Bad things can happen to small business owners who file personal bankruptcy. Generally, the filing of a Chapter 7 bankruptcy petition usually means that the filing party’s non-exempt assets may be forfeit to the U.S. Trustee for liquidation and/or final disposition amongst creditors.
In the instance of secured debt, i.e., if you have pledged property as collateral for a loan and the creditor has perfected its lien rights, the specific item of property will be returned to the secured creditor. By contrast, the unsecured property, i.e., the property you own that no specific creditor can expressly lay claim to, can be sold by the Trustee to raise cash to pay the expenses of the bankruptcy and for distribution amongst the creditors. If, after the creditors meeting, the Trustee determines that you have nonexempt property, you may be required to either surrender that property or to provide the Trustee with its equivalent value in cash. If the property is not worth very much or would be cumbersome for the Trustee to sell, the Trustee may “abandon” the property — which means that you get to keep it, even though it is nonexempt.
But, what happens if one of your assets is a business entity?
Again, the filing of a Chapter 7 bankruptcy means that all nonexempt assets are subject to surrender to the Trustee. If you own a business entity, such as a corporation or limited liability company, your ownership is vested in the stock or membership units of that entity. That stock or membership unit can be seized and sold by the Trustee, same as any other property. Although the person filing bankruptcy is allowed to bid at the auction of their business, the Trustee is obligated to sell it to the highest, best offeror. This means that the business, together with all of its assets, can be taken from you and transferred to new owners.

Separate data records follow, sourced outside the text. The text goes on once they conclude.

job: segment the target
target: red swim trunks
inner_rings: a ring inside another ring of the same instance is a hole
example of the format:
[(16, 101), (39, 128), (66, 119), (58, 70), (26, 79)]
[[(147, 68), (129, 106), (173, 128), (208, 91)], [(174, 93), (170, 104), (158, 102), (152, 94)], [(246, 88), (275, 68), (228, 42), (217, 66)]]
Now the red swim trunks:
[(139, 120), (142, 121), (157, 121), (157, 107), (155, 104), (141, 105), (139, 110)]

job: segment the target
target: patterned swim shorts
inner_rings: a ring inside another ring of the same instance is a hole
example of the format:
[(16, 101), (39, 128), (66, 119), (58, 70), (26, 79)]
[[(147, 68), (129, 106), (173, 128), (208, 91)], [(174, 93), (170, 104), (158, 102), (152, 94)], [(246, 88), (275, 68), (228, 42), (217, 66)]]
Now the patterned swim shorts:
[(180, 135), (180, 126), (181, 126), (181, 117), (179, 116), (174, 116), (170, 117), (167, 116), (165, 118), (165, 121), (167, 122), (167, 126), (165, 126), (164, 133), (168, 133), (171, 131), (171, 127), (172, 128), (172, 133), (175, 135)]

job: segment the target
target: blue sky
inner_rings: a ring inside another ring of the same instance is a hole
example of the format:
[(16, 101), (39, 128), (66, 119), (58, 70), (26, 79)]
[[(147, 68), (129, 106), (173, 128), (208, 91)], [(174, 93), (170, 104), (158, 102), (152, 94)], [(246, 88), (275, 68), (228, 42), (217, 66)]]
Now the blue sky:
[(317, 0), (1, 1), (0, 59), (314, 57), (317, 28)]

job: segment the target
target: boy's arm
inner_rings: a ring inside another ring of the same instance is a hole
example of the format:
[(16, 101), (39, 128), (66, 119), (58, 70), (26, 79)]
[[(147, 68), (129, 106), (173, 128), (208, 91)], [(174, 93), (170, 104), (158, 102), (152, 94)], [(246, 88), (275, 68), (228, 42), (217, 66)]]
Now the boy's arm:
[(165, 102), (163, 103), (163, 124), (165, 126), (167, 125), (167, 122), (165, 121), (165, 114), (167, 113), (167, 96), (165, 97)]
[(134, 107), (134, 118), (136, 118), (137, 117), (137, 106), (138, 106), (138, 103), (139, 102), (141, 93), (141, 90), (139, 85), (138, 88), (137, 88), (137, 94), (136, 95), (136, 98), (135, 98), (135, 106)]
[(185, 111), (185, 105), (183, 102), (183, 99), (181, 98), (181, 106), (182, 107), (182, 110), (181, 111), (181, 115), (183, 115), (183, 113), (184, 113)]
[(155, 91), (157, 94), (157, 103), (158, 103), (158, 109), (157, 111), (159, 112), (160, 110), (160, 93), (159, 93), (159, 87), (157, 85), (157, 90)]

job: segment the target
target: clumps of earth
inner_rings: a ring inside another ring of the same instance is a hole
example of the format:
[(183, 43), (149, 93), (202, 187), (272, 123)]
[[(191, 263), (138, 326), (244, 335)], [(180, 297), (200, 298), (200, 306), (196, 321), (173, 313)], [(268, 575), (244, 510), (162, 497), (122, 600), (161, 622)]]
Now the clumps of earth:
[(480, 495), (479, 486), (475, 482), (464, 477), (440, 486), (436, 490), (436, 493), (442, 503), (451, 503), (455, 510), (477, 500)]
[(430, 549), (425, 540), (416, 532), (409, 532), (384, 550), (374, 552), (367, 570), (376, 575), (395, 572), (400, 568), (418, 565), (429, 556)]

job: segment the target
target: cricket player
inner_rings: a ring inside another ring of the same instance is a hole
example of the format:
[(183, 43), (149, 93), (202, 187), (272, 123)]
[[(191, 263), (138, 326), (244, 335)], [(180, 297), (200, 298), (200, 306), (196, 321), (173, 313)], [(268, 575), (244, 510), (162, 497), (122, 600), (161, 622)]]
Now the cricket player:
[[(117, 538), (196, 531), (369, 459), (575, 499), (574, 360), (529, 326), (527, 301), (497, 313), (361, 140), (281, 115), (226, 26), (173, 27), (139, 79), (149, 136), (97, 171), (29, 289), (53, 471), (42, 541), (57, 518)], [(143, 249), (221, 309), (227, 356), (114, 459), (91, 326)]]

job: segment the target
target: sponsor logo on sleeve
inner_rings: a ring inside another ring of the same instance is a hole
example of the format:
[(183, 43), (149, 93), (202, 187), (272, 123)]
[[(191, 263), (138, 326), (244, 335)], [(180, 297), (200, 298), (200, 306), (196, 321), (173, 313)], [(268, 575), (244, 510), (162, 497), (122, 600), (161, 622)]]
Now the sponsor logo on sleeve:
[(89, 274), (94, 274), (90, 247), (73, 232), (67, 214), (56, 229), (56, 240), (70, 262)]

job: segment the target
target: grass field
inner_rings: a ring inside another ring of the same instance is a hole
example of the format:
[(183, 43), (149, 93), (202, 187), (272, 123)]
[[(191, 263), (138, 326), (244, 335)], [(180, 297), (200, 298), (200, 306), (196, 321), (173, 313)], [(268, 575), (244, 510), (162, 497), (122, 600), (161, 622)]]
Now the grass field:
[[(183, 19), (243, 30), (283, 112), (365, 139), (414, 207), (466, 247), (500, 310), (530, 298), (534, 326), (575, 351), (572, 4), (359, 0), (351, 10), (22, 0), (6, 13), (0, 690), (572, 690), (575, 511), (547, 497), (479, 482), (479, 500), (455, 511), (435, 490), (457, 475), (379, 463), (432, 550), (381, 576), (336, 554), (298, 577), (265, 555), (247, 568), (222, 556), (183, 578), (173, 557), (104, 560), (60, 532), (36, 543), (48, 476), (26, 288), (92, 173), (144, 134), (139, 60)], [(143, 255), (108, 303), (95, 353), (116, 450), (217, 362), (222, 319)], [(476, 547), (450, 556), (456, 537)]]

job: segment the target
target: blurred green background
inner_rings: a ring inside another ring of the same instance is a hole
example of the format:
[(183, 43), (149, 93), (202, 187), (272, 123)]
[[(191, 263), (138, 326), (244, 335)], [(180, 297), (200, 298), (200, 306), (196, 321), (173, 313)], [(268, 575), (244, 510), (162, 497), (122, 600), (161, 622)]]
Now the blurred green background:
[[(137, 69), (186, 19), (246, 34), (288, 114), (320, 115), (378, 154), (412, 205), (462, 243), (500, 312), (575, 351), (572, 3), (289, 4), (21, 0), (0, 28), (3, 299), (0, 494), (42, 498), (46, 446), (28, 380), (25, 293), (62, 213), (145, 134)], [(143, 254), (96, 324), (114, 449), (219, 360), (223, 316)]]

So, for small business owners or the self-employed, extra consideration needs to be given before taking the bankruptcy plunge. The new owners will subsequently own and have access to all of the business’ property, which may include an array of confidential and/or competitively advantageous data. Even if you remain in possession and operation of the business while the bankruptcy is pending, it is forbidden to purge assets or to deliberately impair the business’ value during the bankruptcy. The small business owner needs to consider the very real possibility (believe me, we have seen it happen) that persons adverse to the debtor or the debtor’s business will purchase the business unit to eliminate a competitor, pillage the company for its customer and trade information, or gain some strategic leverage or advantage over the debtor that may or may not be related to the business itself.
So, if the business owner desires to start fresh and free from debt, but hold on to his business entity, we encourage them to seek the counsel of a good attorney to explore both a bankruptcy option and a debt workout.